Tierney/MacNeill Photographs
Michael Tierney was a former president of University College Dublin who had a distinguished academic and political career. He married Eibhlín, the daughter of politician and academic, Eoin MacNeill. Tierney was a complex figure in the Irish educational and political landscapes: an authoritarian president of the university who regarded Trinity College Dublin as ‘an alien element’ and advocated its merger with UCD but who opposed the 1929 Censorship Act, and believed in the autonomy of universities from state control. Moving UCD from the overcrowded buildings at Earlsfort Terrace and St Stephen’s Green to the Belfield campus was the culmination of Tierney’s personal vision for the university and the Belfield campus stands as a testament to his single-mindedness and strength of character.
The Tierney/MacNeill photographs are part of the Tierney papers and complement not only the papers of other UCD academics held in UCD Archives, but also the many politicians who were graduates and/or staff members of the university and were involved in the foundation of the state.
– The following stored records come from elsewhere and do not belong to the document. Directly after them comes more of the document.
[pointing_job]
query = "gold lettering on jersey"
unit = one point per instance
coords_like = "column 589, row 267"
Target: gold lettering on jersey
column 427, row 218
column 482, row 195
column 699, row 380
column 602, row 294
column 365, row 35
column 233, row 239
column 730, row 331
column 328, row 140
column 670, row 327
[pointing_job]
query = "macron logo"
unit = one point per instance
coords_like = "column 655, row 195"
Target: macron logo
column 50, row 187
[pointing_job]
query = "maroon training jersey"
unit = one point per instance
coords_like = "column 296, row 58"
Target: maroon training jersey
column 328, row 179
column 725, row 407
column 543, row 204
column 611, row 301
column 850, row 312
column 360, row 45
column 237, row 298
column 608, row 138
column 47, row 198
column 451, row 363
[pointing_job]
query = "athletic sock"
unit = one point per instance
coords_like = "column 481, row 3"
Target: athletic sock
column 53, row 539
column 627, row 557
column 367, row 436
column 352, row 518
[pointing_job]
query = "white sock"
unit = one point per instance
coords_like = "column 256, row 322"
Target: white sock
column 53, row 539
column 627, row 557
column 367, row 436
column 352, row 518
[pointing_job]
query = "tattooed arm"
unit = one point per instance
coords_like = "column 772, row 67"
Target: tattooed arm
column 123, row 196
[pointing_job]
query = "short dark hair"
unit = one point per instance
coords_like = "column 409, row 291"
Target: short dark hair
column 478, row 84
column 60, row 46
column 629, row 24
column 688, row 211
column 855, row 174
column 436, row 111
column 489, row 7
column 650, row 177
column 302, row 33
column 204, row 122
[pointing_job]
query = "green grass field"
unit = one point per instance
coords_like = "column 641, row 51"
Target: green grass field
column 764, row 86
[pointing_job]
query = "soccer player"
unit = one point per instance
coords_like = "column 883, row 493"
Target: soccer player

The black and white photograph shown here is one of a series recording the official opening of the Belfield campus in September 1962 and shows Eamon de Valera paying obeiscence to the Roman Catholic Archbishop, John Charles McQuaid. This photograph comments on the many contradictions and ironies of Ireland in the early 1960s: the president of UCD watching benignly whilst the head of state, de Valera, kneels to honour the iconic McQuaid.